Thanks for this post! Relatedly, Simon DeDeo had a thread on different ways the KL-divergence pops up in many fields:
Kullback-Leibler divergence has an enormous number of interpretations and uses: psychological, epistemic, thermodynamic, statistical, computational, geometrical… I am pretty sure I could teach an entire graduate seminar on it.
Psychological: an excellent predictor of where attention is directed. http://ilab.usc.edu/surprise/
Epistemic: a normative measure of where you ought to direct your experimental efforts (maximize expected model-breaking) http://www.jstor.org/stable/4623265
Thermodynamic: a measure of work you can extract from an out-of-equlibrium system as it relaxes to equilibrium.

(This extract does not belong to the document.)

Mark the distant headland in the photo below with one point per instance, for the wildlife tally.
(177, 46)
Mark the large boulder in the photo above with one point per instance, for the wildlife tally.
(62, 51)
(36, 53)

Statistical: too many to count, but (e.g.) a measure of the failure of an approximation method. https://www.countbayesie.com/blog/2017/5/9/kullback-leibler-divergence-explained
Computational (machine learning): a measure of model inefficiency—the extent to which it retains useless information. https://arxiv.org/abs/1203.3271
Computational (compression): the extent to which a compression algorithm designed for one system fails when applied to another.
Geometrical: the (non-metric!) connection when one extends differential geometry to the probability simplex.
Biological: the extent to which subsystems co-compute.
Machine learning: the basic loss function for autoencoders, deep learning, etc. (people call it the “cross-entropy”)
Algorithmic fairness. How to optimally constrain a prediction algorithm when ensuring compliance with laws on equitable treatment. https://arxiv.org/abs/1412.4643
Cultural evolution: a metric (we believe) for the study of individual exploration and innovation tasks… https://www.sciencedirect.com/science/article/pii/S0010027716302840 …
Digital humanism: Kullback-Leibler divergence is related to TFIDF, but with much nicer properties when it comes to coarse-graining. (The most distinctive words have the highest partial-KL when teasing apart documents; stopwords have the lowest) http://www.mdpi.com/1099-4300/15/6/2246
Mutual information: Well, it’s a special case of Kullback-Leibler—the extent to which you’re surprised by (arbitrary) correlations between a pair of variables if you believe they’re independent.
Statistics: it’s the underlying justification for the Akiake Information Criterion, used for model selection.
Philosophy of mind: It’s the “free energy” term in the predictive brain account of perception and consciousness. See Andy Clark’s new book or https://link.springer.com/article/10.1007%2Fs11229-017-1534-5
Thanks for this comment, I found it useful.
What did you want to write at the end of the penultimate paragraph?